When you are dealing with large datasets block by block results streaming may be useful:

    .. code-block:: python

        >>> settings = {'max_block_size': 100000}
        >>> rows_gen = client.execute_iter(
        ...     'QUERY WITH MANY ROWS', settings=settings
        ... )
        >>>
        >>> for row in rows_gen:
        ...     print(row)
        ...


Inserting data
--------------

Insert queries in `Native protocol <https://clickhouse.com/docs/en/interfaces/tcp/>`_
are a little bit tricky because of ClickHouse's columnar nature. And because we're using Python.

INSERT query consists of two parts: query statement and query values. Query values are split into chunks called blocks.
Each block is sent in binary columnar form.

As data in each block is sent in binary we should not serialize into string by
using substitution ``%(a)s`` and then deserialize it back into Python types.

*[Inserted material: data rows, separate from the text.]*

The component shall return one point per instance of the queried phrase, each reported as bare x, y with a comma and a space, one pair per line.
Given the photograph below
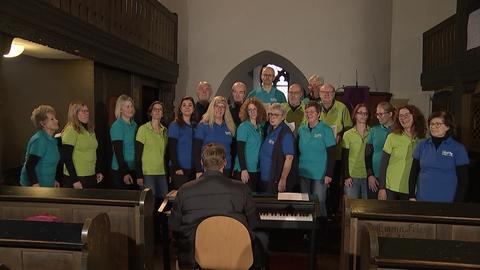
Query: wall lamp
15, 50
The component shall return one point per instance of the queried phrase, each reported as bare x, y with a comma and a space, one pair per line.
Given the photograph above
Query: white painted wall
381, 38
410, 19
328, 37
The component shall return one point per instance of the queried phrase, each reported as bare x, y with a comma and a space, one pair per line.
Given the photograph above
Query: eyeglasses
436, 124
403, 116
382, 114
327, 92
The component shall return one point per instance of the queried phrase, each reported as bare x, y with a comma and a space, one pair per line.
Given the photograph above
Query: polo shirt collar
150, 126
46, 135
212, 173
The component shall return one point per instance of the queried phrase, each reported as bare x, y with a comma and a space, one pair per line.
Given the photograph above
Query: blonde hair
39, 115
316, 78
118, 105
72, 117
209, 116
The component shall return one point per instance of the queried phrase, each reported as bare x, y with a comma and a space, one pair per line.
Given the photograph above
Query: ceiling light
15, 50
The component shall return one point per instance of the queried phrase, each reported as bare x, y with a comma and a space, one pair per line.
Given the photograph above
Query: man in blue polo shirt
268, 93
276, 154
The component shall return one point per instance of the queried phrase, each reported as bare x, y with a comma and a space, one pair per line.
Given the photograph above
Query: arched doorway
245, 72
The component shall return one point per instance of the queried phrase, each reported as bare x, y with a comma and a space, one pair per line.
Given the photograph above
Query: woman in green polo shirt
151, 142
79, 149
42, 156
397, 157
353, 153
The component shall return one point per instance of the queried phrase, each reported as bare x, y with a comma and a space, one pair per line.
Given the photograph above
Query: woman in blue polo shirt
374, 148
122, 136
440, 164
180, 143
42, 154
217, 126
277, 154
249, 138
316, 149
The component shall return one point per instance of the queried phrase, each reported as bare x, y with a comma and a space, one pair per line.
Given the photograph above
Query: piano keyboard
286, 217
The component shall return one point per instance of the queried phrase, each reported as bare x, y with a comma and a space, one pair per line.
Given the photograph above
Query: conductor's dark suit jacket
213, 194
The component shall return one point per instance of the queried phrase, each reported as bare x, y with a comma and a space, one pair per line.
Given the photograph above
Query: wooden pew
405, 219
29, 245
407, 253
130, 214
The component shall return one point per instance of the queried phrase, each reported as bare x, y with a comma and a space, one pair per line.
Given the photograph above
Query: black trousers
179, 180
252, 182
117, 181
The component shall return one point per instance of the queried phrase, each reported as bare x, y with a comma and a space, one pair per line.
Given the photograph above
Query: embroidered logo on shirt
447, 153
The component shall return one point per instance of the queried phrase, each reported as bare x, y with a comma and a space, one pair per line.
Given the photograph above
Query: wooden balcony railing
439, 46
145, 23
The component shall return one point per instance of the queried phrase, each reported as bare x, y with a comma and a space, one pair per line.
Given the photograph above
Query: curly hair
209, 116
419, 125
261, 112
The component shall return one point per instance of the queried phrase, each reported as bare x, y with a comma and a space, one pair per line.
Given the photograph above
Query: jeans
317, 187
394, 196
158, 185
358, 190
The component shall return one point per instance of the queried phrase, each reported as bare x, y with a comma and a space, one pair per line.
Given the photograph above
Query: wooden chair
223, 243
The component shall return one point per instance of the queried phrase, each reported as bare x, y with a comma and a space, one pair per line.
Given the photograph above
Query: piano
274, 214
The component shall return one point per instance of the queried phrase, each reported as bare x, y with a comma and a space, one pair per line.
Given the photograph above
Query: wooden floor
288, 249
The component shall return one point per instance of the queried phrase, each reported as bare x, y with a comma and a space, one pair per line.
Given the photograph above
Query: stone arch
244, 72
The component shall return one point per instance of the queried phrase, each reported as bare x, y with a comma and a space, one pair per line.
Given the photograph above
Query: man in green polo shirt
295, 115
336, 115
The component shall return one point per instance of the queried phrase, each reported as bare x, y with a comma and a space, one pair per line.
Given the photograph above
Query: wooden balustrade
145, 23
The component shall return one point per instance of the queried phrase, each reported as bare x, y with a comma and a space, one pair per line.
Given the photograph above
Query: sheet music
170, 195
292, 196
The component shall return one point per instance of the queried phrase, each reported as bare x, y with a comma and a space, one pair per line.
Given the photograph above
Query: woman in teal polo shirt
122, 136
440, 164
150, 152
249, 139
79, 149
42, 156
375, 140
397, 157
316, 147
353, 153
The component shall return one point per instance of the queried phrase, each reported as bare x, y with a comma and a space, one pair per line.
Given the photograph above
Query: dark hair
419, 128
213, 156
150, 108
448, 120
314, 104
355, 111
261, 112
179, 117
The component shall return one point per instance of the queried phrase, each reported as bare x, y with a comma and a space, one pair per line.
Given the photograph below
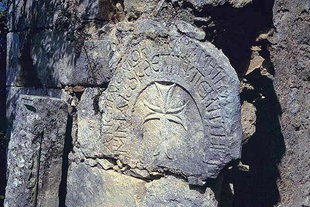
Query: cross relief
166, 111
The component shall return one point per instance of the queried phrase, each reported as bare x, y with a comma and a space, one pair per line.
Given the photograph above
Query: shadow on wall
236, 31
264, 151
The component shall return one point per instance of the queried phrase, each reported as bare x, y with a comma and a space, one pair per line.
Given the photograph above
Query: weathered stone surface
35, 152
140, 6
290, 55
13, 63
239, 3
167, 99
201, 3
190, 30
88, 122
90, 186
248, 119
170, 192
235, 3
95, 9
13, 94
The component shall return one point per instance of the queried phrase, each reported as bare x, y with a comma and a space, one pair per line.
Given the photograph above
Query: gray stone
248, 120
96, 187
88, 123
190, 30
239, 3
95, 9
13, 70
35, 152
93, 187
172, 107
13, 94
235, 3
200, 3
140, 6
290, 57
171, 192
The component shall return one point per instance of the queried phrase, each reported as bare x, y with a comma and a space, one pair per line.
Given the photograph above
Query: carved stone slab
35, 152
173, 105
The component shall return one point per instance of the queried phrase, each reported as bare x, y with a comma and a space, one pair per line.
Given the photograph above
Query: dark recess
3, 142
65, 162
235, 31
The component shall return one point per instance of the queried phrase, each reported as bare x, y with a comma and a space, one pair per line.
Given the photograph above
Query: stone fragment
88, 123
255, 63
105, 164
13, 67
140, 6
95, 9
200, 3
172, 105
171, 192
96, 187
93, 187
239, 3
248, 119
35, 152
13, 94
190, 30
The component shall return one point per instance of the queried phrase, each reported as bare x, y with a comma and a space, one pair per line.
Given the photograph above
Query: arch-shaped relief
174, 106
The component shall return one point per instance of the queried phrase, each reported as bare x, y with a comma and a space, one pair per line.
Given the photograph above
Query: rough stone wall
69, 49
290, 54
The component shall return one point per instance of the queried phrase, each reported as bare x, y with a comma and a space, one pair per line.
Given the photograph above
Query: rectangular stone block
13, 94
93, 187
35, 152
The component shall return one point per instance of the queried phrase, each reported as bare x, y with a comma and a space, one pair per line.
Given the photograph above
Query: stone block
92, 187
88, 123
35, 152
140, 6
172, 107
13, 94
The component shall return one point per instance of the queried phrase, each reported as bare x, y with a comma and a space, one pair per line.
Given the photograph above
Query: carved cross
165, 112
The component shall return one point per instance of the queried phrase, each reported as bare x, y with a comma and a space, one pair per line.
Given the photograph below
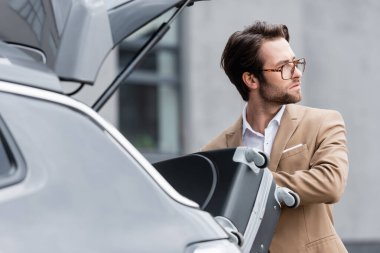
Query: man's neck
259, 117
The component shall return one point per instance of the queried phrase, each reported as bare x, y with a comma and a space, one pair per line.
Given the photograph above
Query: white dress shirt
254, 139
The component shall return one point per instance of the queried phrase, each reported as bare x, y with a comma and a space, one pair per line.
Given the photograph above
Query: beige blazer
309, 156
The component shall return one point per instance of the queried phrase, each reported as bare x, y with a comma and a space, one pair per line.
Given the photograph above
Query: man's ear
250, 80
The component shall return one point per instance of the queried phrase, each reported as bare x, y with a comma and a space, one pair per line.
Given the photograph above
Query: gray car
69, 181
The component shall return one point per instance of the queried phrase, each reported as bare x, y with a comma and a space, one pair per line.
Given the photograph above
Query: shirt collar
246, 126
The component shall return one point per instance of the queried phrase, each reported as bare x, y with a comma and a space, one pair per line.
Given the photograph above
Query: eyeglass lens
288, 69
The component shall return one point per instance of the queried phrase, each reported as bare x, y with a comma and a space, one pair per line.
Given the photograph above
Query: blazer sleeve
325, 180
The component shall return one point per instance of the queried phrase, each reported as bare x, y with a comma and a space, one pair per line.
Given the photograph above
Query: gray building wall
339, 40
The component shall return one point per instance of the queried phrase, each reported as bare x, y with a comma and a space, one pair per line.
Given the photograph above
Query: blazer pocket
294, 159
327, 244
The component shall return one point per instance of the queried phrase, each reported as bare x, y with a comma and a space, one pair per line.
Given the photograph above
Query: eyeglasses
287, 70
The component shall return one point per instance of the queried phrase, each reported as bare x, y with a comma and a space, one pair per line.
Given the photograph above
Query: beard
275, 95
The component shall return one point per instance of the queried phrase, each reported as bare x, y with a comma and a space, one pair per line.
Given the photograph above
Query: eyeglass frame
294, 62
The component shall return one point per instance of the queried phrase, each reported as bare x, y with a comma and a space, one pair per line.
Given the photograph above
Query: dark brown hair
241, 53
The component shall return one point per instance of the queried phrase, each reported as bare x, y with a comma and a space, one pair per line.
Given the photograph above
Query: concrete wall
339, 39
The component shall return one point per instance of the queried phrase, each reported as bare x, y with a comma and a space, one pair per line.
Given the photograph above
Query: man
306, 146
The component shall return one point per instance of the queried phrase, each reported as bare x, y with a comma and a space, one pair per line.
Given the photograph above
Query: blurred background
180, 98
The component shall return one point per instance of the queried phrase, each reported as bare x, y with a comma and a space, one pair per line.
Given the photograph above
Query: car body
69, 181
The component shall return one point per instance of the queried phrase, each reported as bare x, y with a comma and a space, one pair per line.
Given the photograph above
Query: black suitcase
233, 183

This INSERT would be extremely slow if executed with thousands rows of data:

    .. code-block:: python

        >>> client.execute(
        ...     'INSERT INTO test (x) VALUES (%(a)s), (%(b)s), ...',
        ...     {'a': 1, 'b': 2, ...}
        ... )


To insert data efficiently, provide data separately, and end your statement with a ``VALUES`` clause:

    .. code-block:: python

        >>> client.execute(
        ...     'INSERT INTO test (x) VALUES',
        ...     [{'x': 1}, {'x': 2}, {'x': 3}, {'x': 100}]
        ... )
        4
        >>> client.execute(
        ...     'INSERT INTO test (x) VALUES',
        ...     [[200]]
        ... )
        1
        >>> client.execute(
        ...     'INSERT INTO test (x) VALUES',
        ...     ((x, ) for x in range(5))
        ... )
        5

You can use any iterable yielding lists, tuples or dicts.

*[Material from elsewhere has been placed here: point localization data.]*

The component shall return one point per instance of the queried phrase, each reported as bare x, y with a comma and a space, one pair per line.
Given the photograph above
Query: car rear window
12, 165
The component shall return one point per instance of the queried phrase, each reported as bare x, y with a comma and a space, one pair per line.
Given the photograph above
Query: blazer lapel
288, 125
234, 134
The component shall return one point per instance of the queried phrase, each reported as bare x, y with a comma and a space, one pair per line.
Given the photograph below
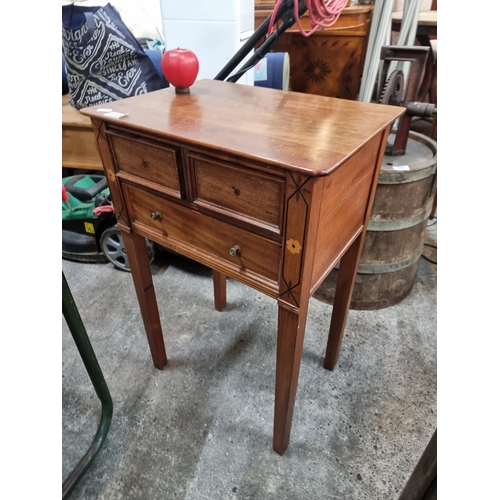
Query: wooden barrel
396, 232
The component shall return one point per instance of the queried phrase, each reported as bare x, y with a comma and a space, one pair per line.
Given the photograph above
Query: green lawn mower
90, 233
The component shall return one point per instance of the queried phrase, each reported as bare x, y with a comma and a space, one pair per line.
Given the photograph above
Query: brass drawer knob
235, 250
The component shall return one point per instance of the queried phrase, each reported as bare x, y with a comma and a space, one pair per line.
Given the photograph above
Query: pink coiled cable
322, 13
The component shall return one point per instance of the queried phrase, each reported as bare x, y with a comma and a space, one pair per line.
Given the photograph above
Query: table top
300, 132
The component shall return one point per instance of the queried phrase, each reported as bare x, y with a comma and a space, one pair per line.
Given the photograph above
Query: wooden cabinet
330, 61
268, 187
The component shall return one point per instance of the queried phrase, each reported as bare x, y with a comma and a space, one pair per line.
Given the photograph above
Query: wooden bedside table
268, 187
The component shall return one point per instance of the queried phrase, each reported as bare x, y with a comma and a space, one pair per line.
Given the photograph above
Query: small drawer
210, 241
155, 163
250, 195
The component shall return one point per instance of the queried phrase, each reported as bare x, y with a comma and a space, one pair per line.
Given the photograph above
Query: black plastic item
82, 341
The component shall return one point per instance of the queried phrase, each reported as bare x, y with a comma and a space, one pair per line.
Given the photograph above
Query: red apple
180, 67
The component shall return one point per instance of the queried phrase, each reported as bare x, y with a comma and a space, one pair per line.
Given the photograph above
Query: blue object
104, 60
273, 71
154, 55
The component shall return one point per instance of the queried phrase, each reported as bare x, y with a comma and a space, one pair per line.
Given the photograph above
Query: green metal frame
86, 351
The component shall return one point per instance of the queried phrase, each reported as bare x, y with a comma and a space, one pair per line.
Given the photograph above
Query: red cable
322, 13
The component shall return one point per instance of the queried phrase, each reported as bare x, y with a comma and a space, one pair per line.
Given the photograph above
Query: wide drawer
204, 238
252, 196
151, 161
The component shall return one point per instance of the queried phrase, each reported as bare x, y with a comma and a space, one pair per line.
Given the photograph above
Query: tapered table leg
291, 328
343, 293
219, 289
143, 281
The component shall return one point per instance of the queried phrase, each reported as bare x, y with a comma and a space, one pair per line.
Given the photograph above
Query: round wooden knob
235, 250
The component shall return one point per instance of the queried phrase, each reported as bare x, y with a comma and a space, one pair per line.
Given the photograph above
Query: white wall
213, 30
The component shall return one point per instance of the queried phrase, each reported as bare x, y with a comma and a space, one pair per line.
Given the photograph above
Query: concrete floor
202, 427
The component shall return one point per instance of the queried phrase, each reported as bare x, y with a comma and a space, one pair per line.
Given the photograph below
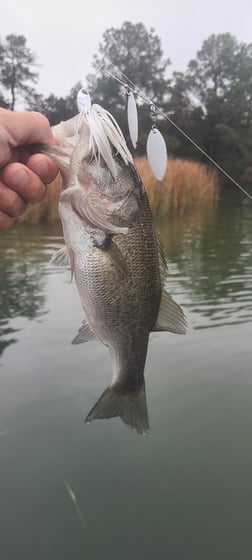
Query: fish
116, 258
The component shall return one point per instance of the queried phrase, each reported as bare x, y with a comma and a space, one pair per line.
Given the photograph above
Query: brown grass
186, 183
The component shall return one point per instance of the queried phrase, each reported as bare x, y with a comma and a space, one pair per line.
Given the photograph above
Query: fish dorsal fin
84, 334
63, 257
170, 316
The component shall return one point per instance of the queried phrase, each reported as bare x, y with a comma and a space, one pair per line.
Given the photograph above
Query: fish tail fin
129, 404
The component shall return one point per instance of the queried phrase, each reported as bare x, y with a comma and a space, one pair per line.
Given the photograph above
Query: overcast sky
66, 35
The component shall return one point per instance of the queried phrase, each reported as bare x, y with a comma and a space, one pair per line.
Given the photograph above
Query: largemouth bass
116, 259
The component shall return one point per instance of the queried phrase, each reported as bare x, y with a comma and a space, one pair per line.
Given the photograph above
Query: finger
24, 181
10, 202
43, 166
5, 220
23, 129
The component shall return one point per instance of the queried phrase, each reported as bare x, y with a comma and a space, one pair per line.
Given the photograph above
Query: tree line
211, 101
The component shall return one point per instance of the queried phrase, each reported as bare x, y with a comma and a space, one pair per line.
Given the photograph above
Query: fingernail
20, 177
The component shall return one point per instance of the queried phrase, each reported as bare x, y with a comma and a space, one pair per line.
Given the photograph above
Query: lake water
183, 491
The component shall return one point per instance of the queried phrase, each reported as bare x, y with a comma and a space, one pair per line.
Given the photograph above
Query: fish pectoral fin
63, 257
130, 405
114, 254
84, 334
170, 316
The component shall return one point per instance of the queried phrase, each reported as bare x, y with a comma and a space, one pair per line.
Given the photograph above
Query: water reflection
210, 254
23, 254
209, 258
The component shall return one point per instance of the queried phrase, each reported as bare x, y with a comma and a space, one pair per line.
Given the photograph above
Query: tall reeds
186, 183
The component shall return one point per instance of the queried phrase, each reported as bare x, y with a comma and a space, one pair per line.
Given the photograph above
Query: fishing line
131, 87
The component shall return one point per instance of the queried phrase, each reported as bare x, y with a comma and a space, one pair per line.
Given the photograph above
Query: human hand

If data is not passed, connection will be terminated after a timeout.

    .. code-block:: python

        >>> client.execute('INSERT INTO test (x) VALUES')  # will hang

The following WILL NOT work:

    .. code-block:: python

        >>> client.execute(
        ...     'INSERT INTO test (x) VALUES (%(a)s), (%(b)s)',
        ...     {'a': 1, 'b': 2}
        ... )


Of course for ``INSERT ... SELECT`` queries data is not needed:

    .. code-block:: python

        >>> client.execute(
        ...     'INSERT INTO test (x) '
        ...     'SELECT * FROM system.numbers LIMIT %(limit)s',
        ...     {'limit': 5}
        ... )
        []

ClickHouse will execute this query like a usual ``SELECT`` query.

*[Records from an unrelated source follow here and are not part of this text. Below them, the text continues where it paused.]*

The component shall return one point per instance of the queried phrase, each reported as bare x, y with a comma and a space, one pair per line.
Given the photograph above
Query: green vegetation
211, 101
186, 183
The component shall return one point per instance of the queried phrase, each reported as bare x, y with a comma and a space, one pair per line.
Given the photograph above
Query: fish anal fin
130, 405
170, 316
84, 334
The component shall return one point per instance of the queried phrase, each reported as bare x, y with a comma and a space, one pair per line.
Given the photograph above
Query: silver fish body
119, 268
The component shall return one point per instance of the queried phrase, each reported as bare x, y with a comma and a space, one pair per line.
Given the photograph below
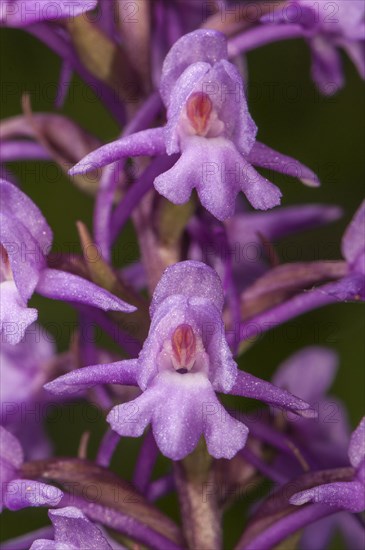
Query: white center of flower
184, 352
6, 273
200, 117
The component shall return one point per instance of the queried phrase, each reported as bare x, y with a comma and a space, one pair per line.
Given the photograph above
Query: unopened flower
25, 240
184, 361
209, 125
17, 493
20, 13
72, 530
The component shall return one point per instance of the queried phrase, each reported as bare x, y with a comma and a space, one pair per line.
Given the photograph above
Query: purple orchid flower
24, 369
72, 530
20, 13
348, 495
17, 493
25, 240
324, 442
209, 125
184, 360
349, 286
327, 26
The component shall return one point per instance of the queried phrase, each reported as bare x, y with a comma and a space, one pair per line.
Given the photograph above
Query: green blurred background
325, 133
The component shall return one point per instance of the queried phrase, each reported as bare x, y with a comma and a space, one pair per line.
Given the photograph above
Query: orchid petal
60, 285
121, 372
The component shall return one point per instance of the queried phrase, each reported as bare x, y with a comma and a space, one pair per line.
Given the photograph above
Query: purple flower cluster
207, 279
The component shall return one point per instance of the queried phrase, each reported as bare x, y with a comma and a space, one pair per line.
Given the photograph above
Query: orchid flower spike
25, 240
184, 361
210, 127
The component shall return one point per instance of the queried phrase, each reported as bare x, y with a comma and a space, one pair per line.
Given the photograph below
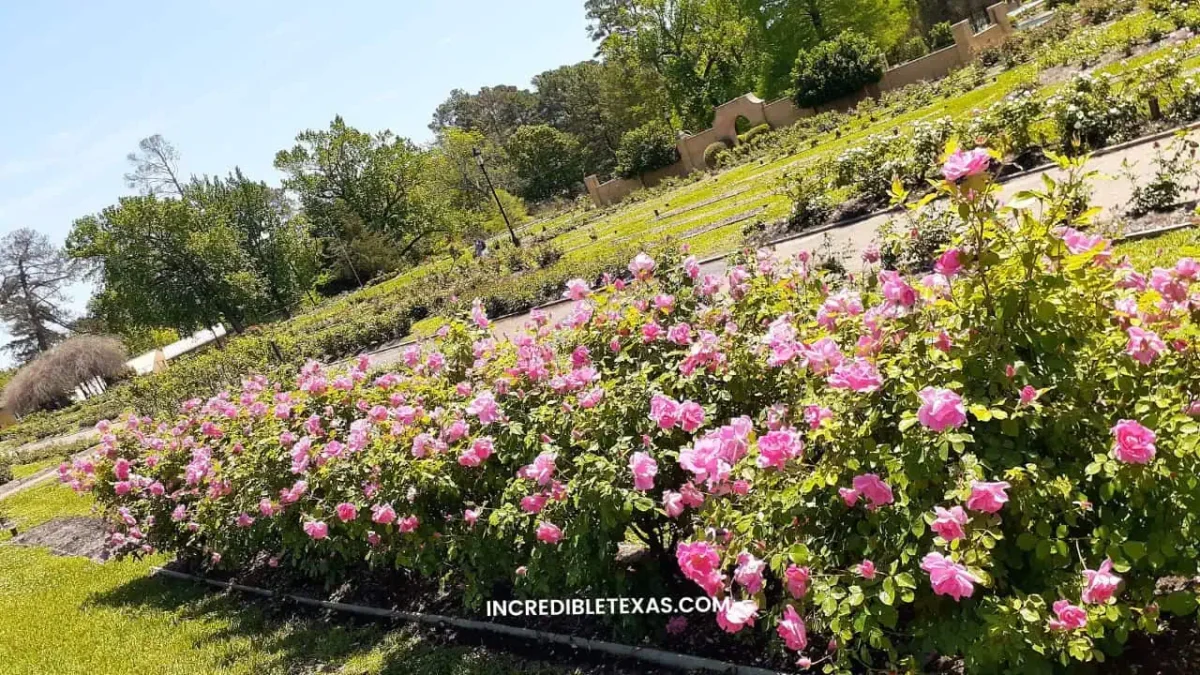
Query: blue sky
229, 83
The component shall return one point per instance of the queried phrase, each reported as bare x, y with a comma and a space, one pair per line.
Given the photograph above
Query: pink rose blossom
549, 533
672, 503
948, 578
642, 267
316, 529
1101, 584
941, 410
867, 569
737, 615
749, 573
874, 489
701, 563
792, 631
965, 163
1144, 345
347, 512
988, 497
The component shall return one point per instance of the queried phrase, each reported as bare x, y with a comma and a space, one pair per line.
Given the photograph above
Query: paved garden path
15, 487
1111, 192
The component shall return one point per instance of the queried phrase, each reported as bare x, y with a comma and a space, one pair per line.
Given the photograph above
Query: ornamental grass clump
994, 461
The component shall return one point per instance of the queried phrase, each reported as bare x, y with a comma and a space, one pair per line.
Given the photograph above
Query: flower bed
995, 461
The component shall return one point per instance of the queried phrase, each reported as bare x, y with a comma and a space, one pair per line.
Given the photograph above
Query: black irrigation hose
649, 655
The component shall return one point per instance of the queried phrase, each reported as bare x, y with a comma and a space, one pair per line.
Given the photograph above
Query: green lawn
1162, 250
67, 615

Inserting data in different formats with ``FORMAT`` clause is not supported.

See :ref:`insert-from-csv-file` if you need to data in custom format.

DDL
---

DDL queries can be executed in the same way SELECT queries are executed:

    .. code-block:: python

        >>> client.execute('DROP TABLE IF EXISTS test')
        []
        >>> client.execute('CREATE TABLE test (x Int32) ENGINE = Memory')
        []


Async and multithreading
------------------------

Every ClickHouse query is assigned an identifier to enable request execution
tracking. However, ClickHouse native protocol is synchronous: all incoming
queries are executed consecutively. Clickhouse-driver does not yet implement
a connection pool.

To utilize ClickHouse's asynchronous capability you should either use multiple
Client instances or implement a queue.

The same thing is applied to multithreading. Queries from different threads
can't use one Client instance with single connection. You should use different
clients for different threads.

However, if you are using DB API for communication with the server each cursor create
its own Client instance. This makes communication thread-safe.